強力なセキュリティをハードウェアで実現:IoT社会を悪夢としないために(2/2 ページ)
IoT(モノのインターネット)システムにおいて、セキュリティ技術が重要性を増している。インフィニオン テクノロジーズ ジャパンは、産業向けIoTでハードウェアによる高度なセキュリティソリューションを提案する。
産業向けIoTのセキュリティの問題点と対応策
産業向けIoTにおけるセキュリティの問題についても、増加するハッキングの事例を交えながら、その問題点や対応策を紹介した。IoTシステムでは、大きく「デバイス」「ネットワーク」「サーバ」のレイヤーに分かれるという。Hanna氏は、「どのレイヤーでもハッカーから攻撃を受ける可能性があり、全てのレイヤーで防護策が必要である」と話す。
そこで有効なのが、「暗号鍵」を導入し、それを認証手続きの基点となる「Trust Anchors(トラストアンカー)」に格納することだという。こうすれば万一、PCのパスワードが第三者に盗まれても、VPNやファイアウォールを壊されることはないという。「特に、産業向けIoTシステムはハードウェアによるセキュリティ対策が重要である」と主張する。
しかも、要求されるセキュリティのレベルや属性は、レイヤーによって異なる。「各レイヤーで用いられる機器やシステムは、搭載されるCPUの性能やメモリ容量に応じたセキュリティ対策が求められている」という。同社は、組込みセキュリティソリューション「OPTIGA」ファミリーとして、「OPTIGA Trust」ファミリーや、TCG(トラステッドコンピューティンググループ)標準に準拠した「OPTIGA TPM」を用意している。

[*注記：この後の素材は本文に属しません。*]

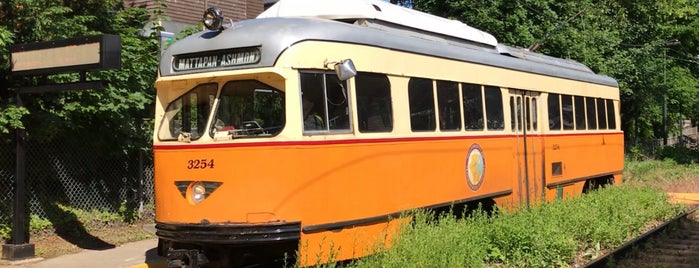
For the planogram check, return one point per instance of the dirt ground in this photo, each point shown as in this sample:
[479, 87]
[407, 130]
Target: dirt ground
[48, 244]
[56, 242]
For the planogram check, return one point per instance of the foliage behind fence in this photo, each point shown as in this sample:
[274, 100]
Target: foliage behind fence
[80, 177]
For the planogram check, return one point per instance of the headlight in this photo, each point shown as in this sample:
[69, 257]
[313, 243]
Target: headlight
[213, 18]
[197, 192]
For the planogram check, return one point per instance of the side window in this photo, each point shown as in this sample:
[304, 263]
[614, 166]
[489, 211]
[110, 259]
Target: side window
[611, 114]
[324, 102]
[567, 109]
[591, 113]
[421, 100]
[535, 114]
[493, 108]
[579, 112]
[513, 117]
[554, 106]
[449, 107]
[374, 108]
[528, 115]
[473, 106]
[519, 113]
[186, 116]
[601, 114]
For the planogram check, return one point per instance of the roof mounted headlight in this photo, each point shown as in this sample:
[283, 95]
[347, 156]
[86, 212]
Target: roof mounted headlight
[213, 19]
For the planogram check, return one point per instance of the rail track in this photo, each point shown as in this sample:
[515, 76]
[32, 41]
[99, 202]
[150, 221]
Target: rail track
[673, 244]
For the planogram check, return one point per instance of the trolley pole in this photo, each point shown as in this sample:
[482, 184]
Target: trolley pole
[20, 247]
[93, 53]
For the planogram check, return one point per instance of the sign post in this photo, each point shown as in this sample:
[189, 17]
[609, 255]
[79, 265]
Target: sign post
[79, 54]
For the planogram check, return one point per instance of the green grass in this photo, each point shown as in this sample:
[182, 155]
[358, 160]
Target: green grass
[557, 234]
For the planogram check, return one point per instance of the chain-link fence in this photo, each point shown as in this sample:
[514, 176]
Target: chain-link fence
[76, 177]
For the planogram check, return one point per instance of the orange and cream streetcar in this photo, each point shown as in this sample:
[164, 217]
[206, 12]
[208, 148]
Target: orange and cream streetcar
[312, 128]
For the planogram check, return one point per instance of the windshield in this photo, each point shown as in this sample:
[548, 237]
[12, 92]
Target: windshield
[248, 109]
[185, 118]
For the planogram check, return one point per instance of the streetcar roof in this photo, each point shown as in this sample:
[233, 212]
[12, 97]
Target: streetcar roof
[377, 10]
[273, 35]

「各レイヤーに最適な製品を提供できるのが当社の強み。フリーサイズであらゆるIoTのレイヤーに対応できるセキュリティはない」とHanna氏は話す。これらの製品は制御システムのセキュリティ基準「ISA/IEC 62443-4-2」の要求事項を満たしているという。OPTIGA TPMは、Trust Anchorsに相当するICチップで、「よりセキュアなコンピューティング環境をリーズナブルな価格で実現する」ことが可能となる。
セキュリティ導入支援体制も強化
同社は、IoTシステムへのセキュリティ導入を促進するため、専門知識を持つ企業とパートナー契約(ISPN:Infineon Security Partner Network)を結び、顧客に対する技術支援を強化している。新たに今回、マクニカ テクスター カンパニーとパートナー契約を結んだ。2017年10月より、日本の顧客に対する技術サポートやシステム提案を始める予定だ。
ISPNは2015年にスタートした。現在世界で10社を上回るパートナー企業と契約している。セキュリティについて専門知識を持つシステムインテグレーターや、ソフトウェアライブラリの開発企業などがメンバーとなっている。IoTシステムに向けたセキュリティ事業に関して同社は、「ICベンダーという立場より、システムベンダーとしての取り組みに注力するため、ISPNとの連携を強化していく」考えである。
さらにHanna氏は、システムにアクセスする際のルール設定や運用上の意識改革も必要だと指摘する。「製造現場で作業者はそれぞれ個別のパスワードを利用しているか、操作を制限できる特権レベルが設定されているか、といったことも高いセキュリティを維持するために重要である」と指摘した。